COORDINATOR[qa.tx6.continuent.com:AUTOMATIC:ONLINE]

DATASOURCES:
+----------------------------------------------------------------------------+
|qa.tx6.continuent.com(relay:ONLINE, progress=1397, THL latency=4.456) |
|STATUS [OK] [2012/03/05 10:58:32 PM CET] |
+----------------------------------------------------------------------------+
| MANAGER(state=ONLINE) |
| REPLICATOR(role=relay, master=qa.tx1.continuent.com, state=ONLINE) |
| DATASERVER(state=ONLINE) |
| CONNECTIONS(created=0, active=0) |
+----------------------------------------------------------------------------+

+----------------------------------------------------------------------------+
|qa.tx7.continuent.com(slave:ONLINE, progress=1397, latency=0.000) |
|STATUS [OK] [2012/03/05 10:59:03 PM CET] |
+----------------------------------------------------------------------------+
| MANAGER(state=ONLINE) |
| REPLICATOR(role=slave, master=qa.tx6.continuent.com, state=ONLINE) |
| DATASERVER(state=ONLINE) |
| CONNECTIONS(created=0, active=0) |
+----------------------------------------------------------------------------+

+----------------------------------------------------------------------------+
|qa.tx8.continuent.com(slave:ONLINE, progress=1397, latency=0.000) |
|STATUS [OK] [2012/03/05 10:58:30 PM CET] |
+----------------------------------------------------------------------------+
| MANAGER(state=ONLINE) |
| REPLICATOR(role=slave, master=qa.tx6.continuent.com, state=ONLINE) |
| DATASERVER(state=ONLINE) |
| CONNECTIONS(created=0, active=0) |
+----------------------------------------------------------------------------+
If you need to bring the relay site as the main one, all you need to do is to run a switch command:

[LOGICAL:EXPERT] /sjc > use great_company
[LOGICAL:EXPERT] /great_company > switch
SELECTED SLAVE: 'sjc@great_company'
FLUSHING TRANSACTIONS THROUGH 'qa.tx1.continuent.com@nyc'
PUT THE NEW MASTER 'sjc@great_company' ONLINE
PUT THE PRIOR MASTER 'nyc@great_company' ONLINE AS A SLAVE
SWITCH TO 'sjc@great_company' WAS SUCCESSFUL
[LOGICAL:EXPERT] /great_company > ls

COORDINATOR[qa.tx6.continuent.com:AUTOMATIC:ONLINE]

DATASOURCES:
+----------------------------------------------------------------------------+
|nyc(composite slave:ONLINE) |
|STATUS [OK] [2012/03/06 09:44:48 AM CET] |
+----------------------------------------------------------------------------+

+----------------------------------------------------------------------------+
|sjc(composite master:ONLINE) |
|STATUS [OK] [2012/03/06 09:44:47 AM CET] |
+----------------------------------------------------------------------------+
If disaster strikes, instead of "switch" you say failover, and then use the relay site transparently.

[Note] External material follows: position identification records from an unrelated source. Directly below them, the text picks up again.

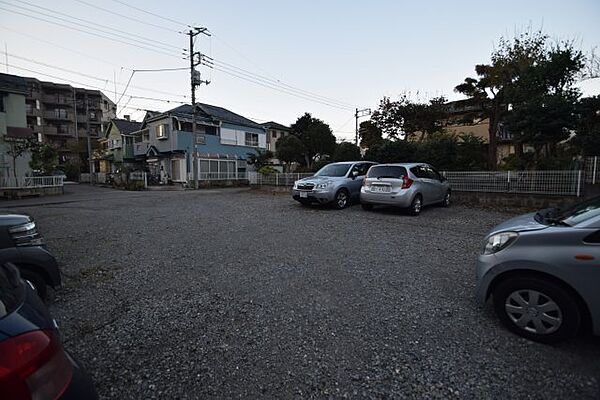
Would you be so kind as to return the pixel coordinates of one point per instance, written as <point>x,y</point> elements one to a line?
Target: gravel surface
<point>236,293</point>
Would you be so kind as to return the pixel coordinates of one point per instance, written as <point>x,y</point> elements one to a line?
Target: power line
<point>91,76</point>
<point>153,14</point>
<point>86,24</point>
<point>279,89</point>
<point>126,16</point>
<point>89,33</point>
<point>279,83</point>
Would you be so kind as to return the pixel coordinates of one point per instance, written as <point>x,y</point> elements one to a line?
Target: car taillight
<point>34,366</point>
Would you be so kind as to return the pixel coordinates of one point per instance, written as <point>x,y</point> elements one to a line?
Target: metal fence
<point>287,179</point>
<point>560,183</point>
<point>31,182</point>
<point>591,166</point>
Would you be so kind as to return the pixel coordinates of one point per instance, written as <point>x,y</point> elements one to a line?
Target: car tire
<point>537,309</point>
<point>341,199</point>
<point>416,206</point>
<point>36,280</point>
<point>447,199</point>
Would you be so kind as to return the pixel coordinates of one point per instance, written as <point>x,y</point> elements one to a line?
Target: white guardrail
<point>31,182</point>
<point>560,183</point>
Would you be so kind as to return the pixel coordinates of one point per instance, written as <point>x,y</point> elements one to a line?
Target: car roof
<point>407,165</point>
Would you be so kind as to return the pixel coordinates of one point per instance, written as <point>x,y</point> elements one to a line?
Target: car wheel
<point>341,200</point>
<point>416,205</point>
<point>37,281</point>
<point>537,309</point>
<point>446,201</point>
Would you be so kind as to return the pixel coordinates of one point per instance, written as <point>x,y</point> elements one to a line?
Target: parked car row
<point>542,270</point>
<point>406,185</point>
<point>33,363</point>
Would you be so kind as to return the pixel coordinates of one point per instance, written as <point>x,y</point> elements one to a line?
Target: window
<point>217,169</point>
<point>252,139</point>
<point>162,131</point>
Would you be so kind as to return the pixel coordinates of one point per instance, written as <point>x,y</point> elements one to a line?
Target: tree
<point>260,158</point>
<point>493,80</point>
<point>405,118</point>
<point>44,158</point>
<point>346,151</point>
<point>316,136</point>
<point>289,149</point>
<point>16,149</point>
<point>587,139</point>
<point>544,101</point>
<point>369,134</point>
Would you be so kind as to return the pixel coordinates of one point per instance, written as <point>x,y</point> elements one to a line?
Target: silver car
<point>410,185</point>
<point>336,183</point>
<point>543,272</point>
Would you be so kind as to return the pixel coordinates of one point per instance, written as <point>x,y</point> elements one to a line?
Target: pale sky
<point>349,51</point>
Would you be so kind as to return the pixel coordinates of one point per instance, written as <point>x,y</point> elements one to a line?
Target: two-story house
<point>117,145</point>
<point>221,142</point>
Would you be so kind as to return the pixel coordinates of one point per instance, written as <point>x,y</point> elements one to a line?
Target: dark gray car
<point>543,272</point>
<point>336,183</point>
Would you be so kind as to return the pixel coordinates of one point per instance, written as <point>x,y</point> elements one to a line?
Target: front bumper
<point>485,274</point>
<point>315,196</point>
<point>399,199</point>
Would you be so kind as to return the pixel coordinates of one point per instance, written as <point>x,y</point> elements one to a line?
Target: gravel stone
<point>236,293</point>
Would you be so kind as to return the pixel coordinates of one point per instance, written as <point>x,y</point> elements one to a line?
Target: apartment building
<point>62,115</point>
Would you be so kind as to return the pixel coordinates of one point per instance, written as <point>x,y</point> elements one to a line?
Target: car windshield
<point>580,212</point>
<point>387,171</point>
<point>334,170</point>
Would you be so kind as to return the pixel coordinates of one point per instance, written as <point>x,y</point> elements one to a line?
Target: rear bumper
<point>81,386</point>
<point>314,196</point>
<point>401,199</point>
<point>42,259</point>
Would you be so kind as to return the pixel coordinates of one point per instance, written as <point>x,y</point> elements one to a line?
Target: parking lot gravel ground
<point>237,293</point>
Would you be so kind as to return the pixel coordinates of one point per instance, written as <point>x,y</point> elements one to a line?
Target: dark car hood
<point>521,223</point>
<point>14,219</point>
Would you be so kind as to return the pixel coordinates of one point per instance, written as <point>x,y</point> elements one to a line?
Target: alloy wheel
<point>533,311</point>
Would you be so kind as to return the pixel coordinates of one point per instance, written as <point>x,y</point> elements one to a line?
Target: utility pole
<point>360,113</point>
<point>87,128</point>
<point>195,81</point>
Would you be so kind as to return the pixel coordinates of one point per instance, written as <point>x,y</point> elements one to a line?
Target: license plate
<point>380,189</point>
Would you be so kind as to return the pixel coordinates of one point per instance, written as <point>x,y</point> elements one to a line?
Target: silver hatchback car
<point>336,183</point>
<point>543,272</point>
<point>410,185</point>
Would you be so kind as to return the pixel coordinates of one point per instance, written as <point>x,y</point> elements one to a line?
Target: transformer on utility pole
<point>360,113</point>
<point>195,80</point>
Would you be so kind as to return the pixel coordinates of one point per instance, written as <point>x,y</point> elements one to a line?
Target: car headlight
<point>26,235</point>
<point>499,241</point>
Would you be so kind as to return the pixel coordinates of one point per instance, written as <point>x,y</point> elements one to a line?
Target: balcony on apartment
<point>59,115</point>
<point>58,98</point>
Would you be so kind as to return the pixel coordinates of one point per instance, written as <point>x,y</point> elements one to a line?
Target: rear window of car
<point>12,290</point>
<point>387,171</point>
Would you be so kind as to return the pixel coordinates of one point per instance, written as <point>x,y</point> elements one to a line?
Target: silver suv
<point>336,183</point>
<point>411,185</point>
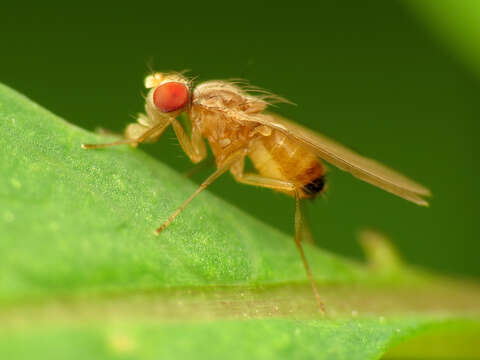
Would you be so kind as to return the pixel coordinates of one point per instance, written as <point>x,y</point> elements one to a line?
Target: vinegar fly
<point>233,119</point>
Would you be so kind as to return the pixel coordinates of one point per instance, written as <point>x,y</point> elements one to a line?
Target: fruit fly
<point>234,121</point>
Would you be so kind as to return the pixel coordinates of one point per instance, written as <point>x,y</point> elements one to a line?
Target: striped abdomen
<point>280,157</point>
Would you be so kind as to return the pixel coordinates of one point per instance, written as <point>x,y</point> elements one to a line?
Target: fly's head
<point>169,95</point>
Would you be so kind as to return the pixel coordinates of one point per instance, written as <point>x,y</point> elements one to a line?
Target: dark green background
<point>370,74</point>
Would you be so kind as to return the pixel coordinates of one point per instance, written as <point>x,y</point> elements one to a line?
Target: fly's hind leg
<point>299,230</point>
<point>281,185</point>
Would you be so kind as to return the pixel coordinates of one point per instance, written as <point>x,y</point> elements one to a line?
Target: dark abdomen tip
<point>315,187</point>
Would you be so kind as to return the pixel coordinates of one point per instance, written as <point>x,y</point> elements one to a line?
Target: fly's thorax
<point>224,95</point>
<point>282,157</point>
<point>224,134</point>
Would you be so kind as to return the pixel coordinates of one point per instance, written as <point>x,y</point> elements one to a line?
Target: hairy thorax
<point>217,113</point>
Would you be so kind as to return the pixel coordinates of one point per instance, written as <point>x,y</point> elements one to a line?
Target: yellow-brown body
<point>273,154</point>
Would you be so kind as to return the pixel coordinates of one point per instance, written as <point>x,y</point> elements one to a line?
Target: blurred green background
<point>388,78</point>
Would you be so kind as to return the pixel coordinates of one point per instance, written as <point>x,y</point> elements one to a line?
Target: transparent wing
<point>361,167</point>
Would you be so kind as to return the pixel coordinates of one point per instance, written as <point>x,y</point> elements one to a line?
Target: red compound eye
<point>170,96</point>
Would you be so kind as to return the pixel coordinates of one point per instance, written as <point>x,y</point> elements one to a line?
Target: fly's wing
<point>363,168</point>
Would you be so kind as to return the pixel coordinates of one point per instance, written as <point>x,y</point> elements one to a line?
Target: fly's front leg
<point>194,147</point>
<point>136,133</point>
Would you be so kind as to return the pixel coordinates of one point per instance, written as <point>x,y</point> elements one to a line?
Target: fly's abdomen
<point>280,157</point>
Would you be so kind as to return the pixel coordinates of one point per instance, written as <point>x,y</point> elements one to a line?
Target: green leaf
<point>83,276</point>
<point>457,24</point>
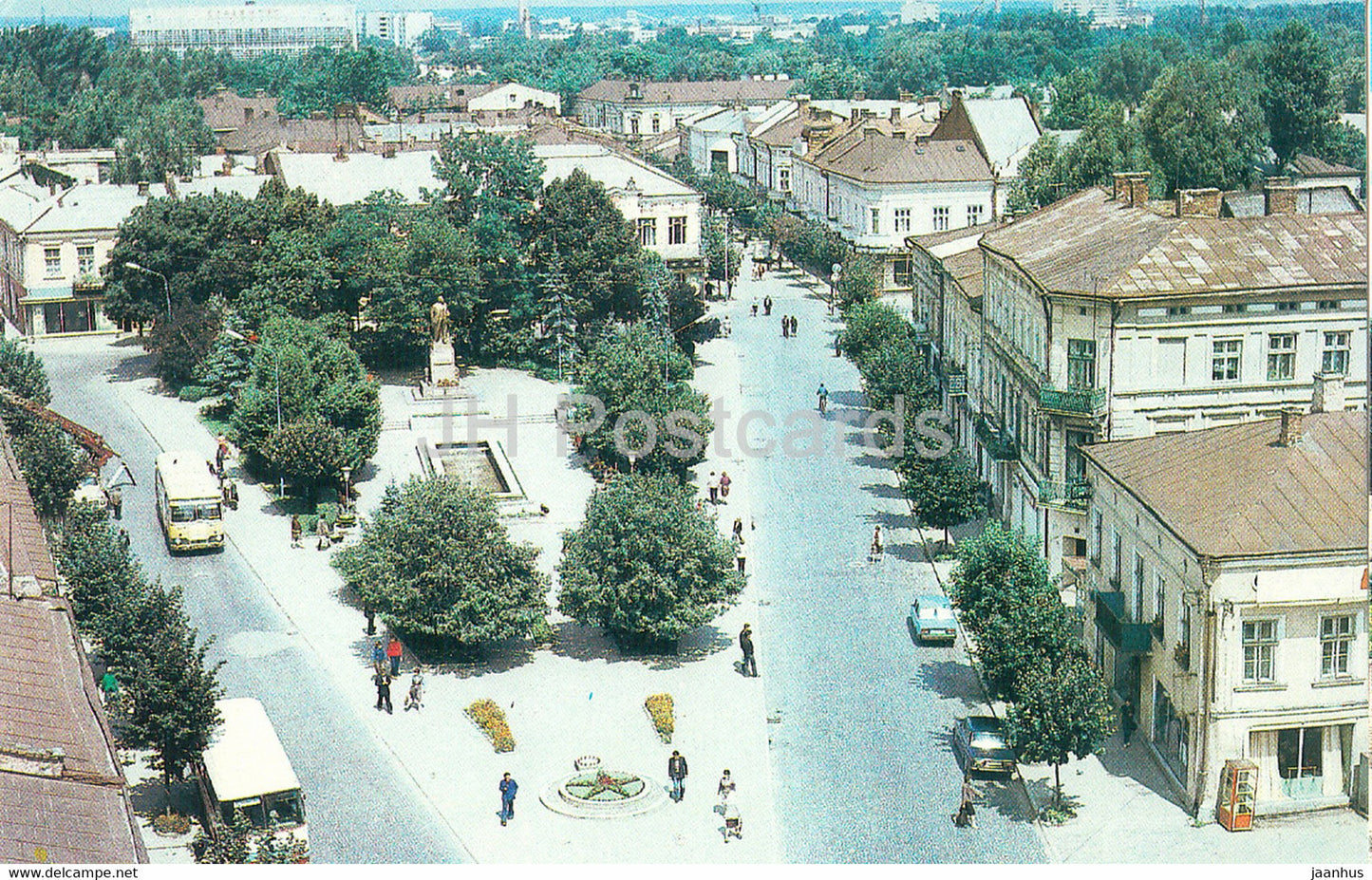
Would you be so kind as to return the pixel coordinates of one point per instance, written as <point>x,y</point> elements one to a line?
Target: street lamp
<point>166,288</point>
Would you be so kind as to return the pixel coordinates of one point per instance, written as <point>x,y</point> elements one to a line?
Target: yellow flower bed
<point>492,720</point>
<point>660,710</point>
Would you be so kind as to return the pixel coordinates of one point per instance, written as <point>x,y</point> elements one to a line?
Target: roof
<point>879,159</point>
<point>686,92</point>
<point>244,757</point>
<point>1232,491</point>
<point>1090,243</point>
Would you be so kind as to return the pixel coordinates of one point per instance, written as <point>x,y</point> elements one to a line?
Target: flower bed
<point>660,710</point>
<point>492,720</point>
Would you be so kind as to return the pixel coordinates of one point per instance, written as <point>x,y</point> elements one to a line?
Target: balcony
<point>999,443</point>
<point>1073,494</point>
<point>1090,402</point>
<point>1112,620</point>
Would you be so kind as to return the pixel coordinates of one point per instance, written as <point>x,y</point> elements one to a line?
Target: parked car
<point>980,744</point>
<point>931,620</point>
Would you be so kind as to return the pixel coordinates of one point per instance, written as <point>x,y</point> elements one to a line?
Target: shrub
<point>492,720</point>
<point>660,710</point>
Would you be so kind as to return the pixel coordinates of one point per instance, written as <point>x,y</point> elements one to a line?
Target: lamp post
<point>166,287</point>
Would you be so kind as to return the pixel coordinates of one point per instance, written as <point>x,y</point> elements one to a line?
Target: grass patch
<point>660,712</point>
<point>492,720</point>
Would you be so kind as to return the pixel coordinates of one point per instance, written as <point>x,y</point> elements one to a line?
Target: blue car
<point>931,620</point>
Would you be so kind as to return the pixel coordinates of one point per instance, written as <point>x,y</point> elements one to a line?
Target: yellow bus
<point>190,503</point>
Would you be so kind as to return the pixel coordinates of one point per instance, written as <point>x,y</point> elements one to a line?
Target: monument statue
<point>438,320</point>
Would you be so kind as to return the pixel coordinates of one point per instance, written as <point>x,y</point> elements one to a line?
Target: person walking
<point>745,645</point>
<point>677,772</point>
<point>508,790</point>
<point>383,691</point>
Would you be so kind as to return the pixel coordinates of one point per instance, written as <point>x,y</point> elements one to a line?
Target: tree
<point>437,562</point>
<point>941,491</point>
<point>1061,712</point>
<point>650,411</point>
<point>1298,95</point>
<point>647,565</point>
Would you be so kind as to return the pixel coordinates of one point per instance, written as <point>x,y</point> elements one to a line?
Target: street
<point>860,716</point>
<point>361,805</point>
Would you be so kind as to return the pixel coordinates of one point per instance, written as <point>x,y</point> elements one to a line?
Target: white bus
<point>246,772</point>
<point>190,502</point>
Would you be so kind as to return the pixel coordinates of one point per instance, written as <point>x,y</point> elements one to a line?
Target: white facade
<point>243,30</point>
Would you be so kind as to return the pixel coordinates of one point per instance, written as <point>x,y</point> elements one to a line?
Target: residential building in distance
<point>634,108</point>
<point>1230,599</point>
<point>246,29</point>
<point>64,796</point>
<point>1109,317</point>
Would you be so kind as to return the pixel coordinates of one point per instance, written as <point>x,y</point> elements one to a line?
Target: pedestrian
<point>508,790</point>
<point>415,700</point>
<point>745,643</point>
<point>677,772</point>
<point>383,691</point>
<point>726,788</point>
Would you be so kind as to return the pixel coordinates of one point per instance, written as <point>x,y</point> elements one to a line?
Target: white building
<point>1230,601</point>
<point>403,29</point>
<point>243,30</point>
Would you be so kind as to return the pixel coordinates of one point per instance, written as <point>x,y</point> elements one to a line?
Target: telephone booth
<point>1238,796</point>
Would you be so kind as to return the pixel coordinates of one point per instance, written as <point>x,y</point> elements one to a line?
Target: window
<point>1224,361</point>
<point>1081,362</point>
<point>1335,646</point>
<point>647,231</point>
<point>1335,358</point>
<point>675,231</point>
<point>1280,357</point>
<point>1260,650</point>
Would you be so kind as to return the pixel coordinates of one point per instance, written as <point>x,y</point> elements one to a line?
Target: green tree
<point>1298,92</point>
<point>647,565</point>
<point>640,370</point>
<point>1061,712</point>
<point>437,562</point>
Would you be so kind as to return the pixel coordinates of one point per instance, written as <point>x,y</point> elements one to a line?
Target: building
<point>403,29</point>
<point>1230,601</point>
<point>638,108</point>
<point>64,796</point>
<point>1109,317</point>
<point>244,30</point>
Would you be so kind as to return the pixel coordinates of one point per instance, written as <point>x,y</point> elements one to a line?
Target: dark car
<point>980,744</point>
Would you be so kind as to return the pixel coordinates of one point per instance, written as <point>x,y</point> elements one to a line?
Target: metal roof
<point>1233,491</point>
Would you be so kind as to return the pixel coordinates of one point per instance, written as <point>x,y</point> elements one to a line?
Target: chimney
<point>1198,201</point>
<point>1278,197</point>
<point>1328,394</point>
<point>1290,428</point>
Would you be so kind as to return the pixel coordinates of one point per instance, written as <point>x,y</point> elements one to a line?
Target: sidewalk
<point>579,697</point>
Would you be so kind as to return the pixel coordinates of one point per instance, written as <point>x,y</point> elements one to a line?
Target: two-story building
<point>1228,599</point>
<point>1106,317</point>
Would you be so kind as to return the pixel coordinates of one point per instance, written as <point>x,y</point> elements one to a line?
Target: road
<point>863,771</point>
<point>361,806</point>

Did I mention that Tungsten Connector can be configured to use a composite data service transparently? It can, and if you switch your operations from one Coast to another, the applications will follow suit without any manual intervention.It's so cool! I am sure any geek must love it!BTW: this is not a toy application. This suite is handling data centers that are huge by any standard you care to use, with 100+ terabyte moved through this technology.

Usability

The experience gained with the installer for Tungsten Replicator has been very useful for the whole team. Using the same technology, we have now created a more advanced and simpler installation tool, which is summarized in the Tungsten Enterprise Cookbook. Installing a complex cluster has never been easier!